"You might conceivably have some ground for objecting to Mr. Ashley visiting me if he were not related to me," she said coldly, "though even then I should think you unreasonable. But he is related to me, so your objection is merely absurd. Whatever you may do after we are married, you cannot revise my visiting list now."

"How is he related to you?" Sir Ross asked angrily, but that was a question which Mrs. Sinclair did not choose to answer. Sir Ross knew all about Mr. Sinclair, with whom Lavender really believed her marriage to have been perfectly legal, but he did not know anything about Sir Geoffrey Holt, and Lavender was particularly anxious that he should not. The only command she had laid upon Melville was that he should not talk about his uncle, and he had faithfully obeyed her. As potential husbands are not in the habit of discussing their predecessors in that office, she knew that Sir Ross would not talk about Mr. Sinclair, so that there had been no difficulty on that score either. Thus Melville was in ignorance of the fact that there ever had been any Mr. Sinclair, and Sir Ross was in ignorance, if not of Sir Geoffrey Holt's existence, at any rate of the part he had played in Lavender Sinclair's life. But for the impulse which had prompted her to claim Melville as her nephew, all the facts might have remained in the oblivion into which they had sunk.

"Very well," said Sir Ross, as Lavender remained silent, "if I cannot yet revise your visiting list, I can put you to your election between this person and myself. I have the honour to be your accepted suitor, and I object to this gentleman's attentions. You will be so good as to choose between him and me. If in defiance of my wishes you continue to receive him I shall absent myself from your house and consider our engagement at an end. If you are unwilling that that should occur you will dismiss Mr. Ashley as summarily as you took him up. I require you to choose between him and me, and I will come to-morrow for your answer. Good afternoon!" and unceremoniously hurrying into the hall he crammed his hat upon his head and marched away in high dudgeon.

But fortune still favoured Melville, or else it was Destiny leading him by easy gradations down to his destruction. For when the morrow came, bright and sunny, he found that he had no engagements until the evening, and determined to while away part of the time by chatting with his aunt. He therefore sauntered leisurely towards South Kensington, pausing in Piccadilly to buy some hothouse flowers for her. When he reached The Vale, Mrs. Sinclair was engaged with a dressmaker, and Melville, leaving the flowers in the hall, was shown into the drawing-room to wait her pleasure. Lucille brought the message asking him to wait, and was on the point of returning upstairs when the bell rang again.
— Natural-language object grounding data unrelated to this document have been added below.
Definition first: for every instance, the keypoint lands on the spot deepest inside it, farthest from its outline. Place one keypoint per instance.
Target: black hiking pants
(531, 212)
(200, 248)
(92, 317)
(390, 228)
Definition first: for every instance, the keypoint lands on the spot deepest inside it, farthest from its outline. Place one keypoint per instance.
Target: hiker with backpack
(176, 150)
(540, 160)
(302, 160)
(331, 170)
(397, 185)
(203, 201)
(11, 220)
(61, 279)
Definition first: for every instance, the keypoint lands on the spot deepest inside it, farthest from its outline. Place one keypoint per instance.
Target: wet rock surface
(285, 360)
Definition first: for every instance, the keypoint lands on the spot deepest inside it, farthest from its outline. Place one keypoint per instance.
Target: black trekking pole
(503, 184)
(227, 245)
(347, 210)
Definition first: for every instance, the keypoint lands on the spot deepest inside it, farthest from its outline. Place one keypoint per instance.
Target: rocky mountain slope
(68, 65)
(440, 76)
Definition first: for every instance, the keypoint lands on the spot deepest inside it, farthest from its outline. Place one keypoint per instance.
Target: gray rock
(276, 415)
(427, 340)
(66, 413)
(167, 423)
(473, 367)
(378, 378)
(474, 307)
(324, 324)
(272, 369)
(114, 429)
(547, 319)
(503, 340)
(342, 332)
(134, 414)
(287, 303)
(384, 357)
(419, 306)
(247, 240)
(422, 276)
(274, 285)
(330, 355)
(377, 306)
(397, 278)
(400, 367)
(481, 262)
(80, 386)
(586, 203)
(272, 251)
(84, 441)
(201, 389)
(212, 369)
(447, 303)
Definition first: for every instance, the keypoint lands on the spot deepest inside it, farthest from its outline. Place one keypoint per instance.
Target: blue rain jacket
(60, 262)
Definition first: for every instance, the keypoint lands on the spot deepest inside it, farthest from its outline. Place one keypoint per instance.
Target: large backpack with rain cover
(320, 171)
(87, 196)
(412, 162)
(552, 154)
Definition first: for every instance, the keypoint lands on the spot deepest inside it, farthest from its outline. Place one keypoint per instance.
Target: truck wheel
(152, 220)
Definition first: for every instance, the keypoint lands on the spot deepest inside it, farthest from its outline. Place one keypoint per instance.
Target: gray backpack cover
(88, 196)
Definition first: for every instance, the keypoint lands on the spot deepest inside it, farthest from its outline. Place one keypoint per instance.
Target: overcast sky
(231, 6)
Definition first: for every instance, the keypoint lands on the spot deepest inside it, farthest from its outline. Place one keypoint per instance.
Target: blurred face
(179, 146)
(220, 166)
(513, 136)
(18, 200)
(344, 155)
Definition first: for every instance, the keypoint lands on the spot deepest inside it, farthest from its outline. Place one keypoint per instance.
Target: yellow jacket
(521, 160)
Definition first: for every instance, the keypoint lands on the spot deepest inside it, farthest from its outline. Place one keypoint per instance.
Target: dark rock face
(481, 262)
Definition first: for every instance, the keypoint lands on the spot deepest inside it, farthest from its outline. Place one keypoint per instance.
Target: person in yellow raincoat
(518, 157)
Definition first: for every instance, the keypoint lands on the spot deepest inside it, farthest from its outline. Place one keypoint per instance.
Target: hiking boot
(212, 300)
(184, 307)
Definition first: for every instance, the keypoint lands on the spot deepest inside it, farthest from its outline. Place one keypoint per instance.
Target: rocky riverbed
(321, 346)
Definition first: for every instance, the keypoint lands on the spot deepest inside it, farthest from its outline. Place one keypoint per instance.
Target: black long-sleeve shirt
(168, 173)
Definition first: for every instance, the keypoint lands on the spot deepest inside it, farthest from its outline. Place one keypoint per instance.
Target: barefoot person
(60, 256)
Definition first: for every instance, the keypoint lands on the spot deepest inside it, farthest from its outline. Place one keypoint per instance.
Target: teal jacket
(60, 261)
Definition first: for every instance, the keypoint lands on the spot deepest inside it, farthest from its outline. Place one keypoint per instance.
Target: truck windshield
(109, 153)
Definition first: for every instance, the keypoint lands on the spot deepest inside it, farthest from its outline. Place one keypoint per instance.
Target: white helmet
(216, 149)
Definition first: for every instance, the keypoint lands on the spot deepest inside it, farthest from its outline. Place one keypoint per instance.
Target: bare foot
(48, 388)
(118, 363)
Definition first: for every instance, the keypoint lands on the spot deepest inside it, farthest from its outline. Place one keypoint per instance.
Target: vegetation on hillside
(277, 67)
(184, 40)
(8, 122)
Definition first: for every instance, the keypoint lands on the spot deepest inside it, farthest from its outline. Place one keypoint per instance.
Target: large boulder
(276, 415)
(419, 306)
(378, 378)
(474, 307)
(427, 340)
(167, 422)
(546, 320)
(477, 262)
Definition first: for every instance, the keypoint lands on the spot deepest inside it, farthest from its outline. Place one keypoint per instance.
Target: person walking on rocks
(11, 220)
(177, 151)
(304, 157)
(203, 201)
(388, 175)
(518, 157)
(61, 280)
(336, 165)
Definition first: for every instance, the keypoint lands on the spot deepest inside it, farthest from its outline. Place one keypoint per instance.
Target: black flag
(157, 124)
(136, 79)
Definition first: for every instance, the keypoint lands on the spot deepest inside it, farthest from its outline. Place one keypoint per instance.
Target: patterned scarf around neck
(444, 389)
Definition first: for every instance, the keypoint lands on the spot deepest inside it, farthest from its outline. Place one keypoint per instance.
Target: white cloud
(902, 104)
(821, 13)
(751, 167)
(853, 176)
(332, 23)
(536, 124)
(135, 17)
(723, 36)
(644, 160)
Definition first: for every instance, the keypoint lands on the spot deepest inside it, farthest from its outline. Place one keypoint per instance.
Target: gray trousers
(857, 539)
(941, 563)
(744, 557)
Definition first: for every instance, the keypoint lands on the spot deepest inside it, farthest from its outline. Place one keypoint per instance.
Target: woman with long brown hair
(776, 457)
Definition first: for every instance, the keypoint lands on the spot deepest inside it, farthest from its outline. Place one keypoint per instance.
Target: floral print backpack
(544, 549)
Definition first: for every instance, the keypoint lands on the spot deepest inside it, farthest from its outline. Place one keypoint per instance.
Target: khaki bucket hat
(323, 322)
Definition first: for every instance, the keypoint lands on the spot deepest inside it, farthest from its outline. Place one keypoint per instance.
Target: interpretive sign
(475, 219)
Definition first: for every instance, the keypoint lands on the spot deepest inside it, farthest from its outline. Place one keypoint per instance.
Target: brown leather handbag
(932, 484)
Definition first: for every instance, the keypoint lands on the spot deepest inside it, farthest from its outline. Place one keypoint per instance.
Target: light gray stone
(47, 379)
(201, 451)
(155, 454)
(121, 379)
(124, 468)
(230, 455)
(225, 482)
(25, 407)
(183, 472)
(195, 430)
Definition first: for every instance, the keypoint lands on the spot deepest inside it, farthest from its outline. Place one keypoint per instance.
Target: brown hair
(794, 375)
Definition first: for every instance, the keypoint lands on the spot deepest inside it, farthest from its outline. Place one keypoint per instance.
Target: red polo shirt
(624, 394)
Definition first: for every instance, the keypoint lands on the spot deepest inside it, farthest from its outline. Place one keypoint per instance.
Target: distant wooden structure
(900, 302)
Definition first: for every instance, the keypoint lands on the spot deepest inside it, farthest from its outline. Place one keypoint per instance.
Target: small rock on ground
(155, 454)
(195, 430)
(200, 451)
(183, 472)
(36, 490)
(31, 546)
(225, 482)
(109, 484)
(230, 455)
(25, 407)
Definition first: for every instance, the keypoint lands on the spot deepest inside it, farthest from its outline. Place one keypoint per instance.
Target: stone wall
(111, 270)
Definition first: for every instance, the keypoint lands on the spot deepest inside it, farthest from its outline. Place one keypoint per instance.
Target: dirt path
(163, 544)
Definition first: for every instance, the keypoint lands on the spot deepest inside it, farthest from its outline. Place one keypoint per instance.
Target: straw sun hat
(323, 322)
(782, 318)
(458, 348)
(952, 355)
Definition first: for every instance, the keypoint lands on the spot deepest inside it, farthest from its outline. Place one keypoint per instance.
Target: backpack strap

She opened the door and saw Sir Ross Buchanan, to whose cause with her mistress she was a staunch adherent. Instead of going upstairs to enquire whether Mrs. Sinclair was at home to him, Lucille took it upon herself to ask him, too, to wait, and ushered him into the drawing-room where Melville already was.

"There isn't any love lost between those two gentlemen," she thought as she opened the drawing-room door and noticed the change in Sir Ross's expression when his eye fell upon Melville, "and I'll give them the opportunity of having a few words. If Sir Ross is the man I take him for, he'll make it clear to Mr. Ashley that his room is preferred to his company."

Melville greeted Sir Ross cheerfully, ignoring the scowl upon the little baronet's face.

"Nice and cool in here," he remarked. "Mrs. Sinclair is engaged—frocks and frills, I understand, and all that sort of thing."

"I didn't have the impertinence to ask particulars," snapped Sir Ross, "and I don't take any interest in the details of ladies' toilettes."

"No?" said Melville. "That's a mistake; you should always be interested in what interests women, and nothing interests them so much as frocks—except frills."

"I don't require any lessons in how to deal with women, thanks," said Sir Ross.